I am Project Manager of new clothing purchases and meeting school uniform requirements.
Kirk is Project Manager of dinner.
I am Project Manager of breakfast.
Kirk is Project Manager of car maintenance.
I am Project Manager of home organization.
Kirk is Project Manager of throw-up and potty accidents relating to children or pets.
I am gratefully not involved in any way.  :)
Kirk is Project Manager of electronics, subscriptions, and utilities.
I am Project Manager of family pictures, traditions, and holidays.
Kirk is Project Manager of lost items.
I am Project Manager of keeping Kirk busy finding lost items.  ;)
Kirk is Project Manager of buying birthday party presents.
I am Project Manager of Christmas presents.

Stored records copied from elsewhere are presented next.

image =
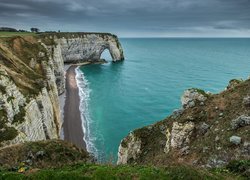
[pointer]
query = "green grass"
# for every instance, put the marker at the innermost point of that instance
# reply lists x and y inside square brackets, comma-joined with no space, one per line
[92,171]
[11,34]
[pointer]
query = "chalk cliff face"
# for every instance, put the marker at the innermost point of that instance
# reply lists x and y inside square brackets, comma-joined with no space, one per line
[32,78]
[89,47]
[209,130]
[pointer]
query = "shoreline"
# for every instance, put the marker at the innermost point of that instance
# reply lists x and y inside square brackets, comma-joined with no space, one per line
[72,122]
[70,102]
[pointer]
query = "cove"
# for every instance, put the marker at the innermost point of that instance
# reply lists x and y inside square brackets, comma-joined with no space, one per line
[147,86]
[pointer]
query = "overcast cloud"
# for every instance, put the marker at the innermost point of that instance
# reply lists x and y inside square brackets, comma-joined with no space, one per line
[131,18]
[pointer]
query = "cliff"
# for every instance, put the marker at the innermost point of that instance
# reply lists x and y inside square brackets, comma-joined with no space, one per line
[209,130]
[32,78]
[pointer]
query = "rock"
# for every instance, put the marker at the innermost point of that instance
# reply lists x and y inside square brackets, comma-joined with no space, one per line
[184,150]
[205,149]
[217,138]
[233,83]
[241,121]
[235,140]
[180,134]
[191,95]
[246,101]
[40,154]
[168,141]
[177,113]
[215,162]
[162,127]
[129,149]
[202,129]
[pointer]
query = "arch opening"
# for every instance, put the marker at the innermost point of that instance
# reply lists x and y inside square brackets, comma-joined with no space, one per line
[106,55]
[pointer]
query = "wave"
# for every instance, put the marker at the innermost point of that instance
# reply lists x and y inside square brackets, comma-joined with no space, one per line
[84,94]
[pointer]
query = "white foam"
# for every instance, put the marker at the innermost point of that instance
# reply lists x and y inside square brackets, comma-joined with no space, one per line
[84,94]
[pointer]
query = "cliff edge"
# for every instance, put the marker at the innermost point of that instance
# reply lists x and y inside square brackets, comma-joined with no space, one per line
[209,130]
[32,78]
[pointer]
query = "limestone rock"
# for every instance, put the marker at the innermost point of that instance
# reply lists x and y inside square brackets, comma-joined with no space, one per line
[202,129]
[246,101]
[180,134]
[129,149]
[190,96]
[241,121]
[233,83]
[235,140]
[90,47]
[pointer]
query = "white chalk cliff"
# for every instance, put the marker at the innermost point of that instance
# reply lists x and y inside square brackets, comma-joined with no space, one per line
[32,78]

In our house, there is no "default parent."  Our kids generally go to whichever parent happens to be available for the solution to their dilemma, unless their question is specifically related to a clearly defined Project Manager.  For example, the kids would not ask Kirk a question about practicing the piano, and they mostly know better than to ask me questions about their video games.  We laughed when we read the part of the "default parent" blog that mentioned the calendar.  We both share a Google calendar that includes not only the details of our individual schedules, but also the daily obligations of each child.  At any given moment, we are equally aware of the schedules and commitments of our kids, and on any given day we are equally involved in pulling off the intricate plans required to get each kid where he belongs.

It can still be exhausting, for sure, but after contemplating what it would be like to be primarily responsible for everything on the list, I am grateful that the "Project Manager" approach works for us.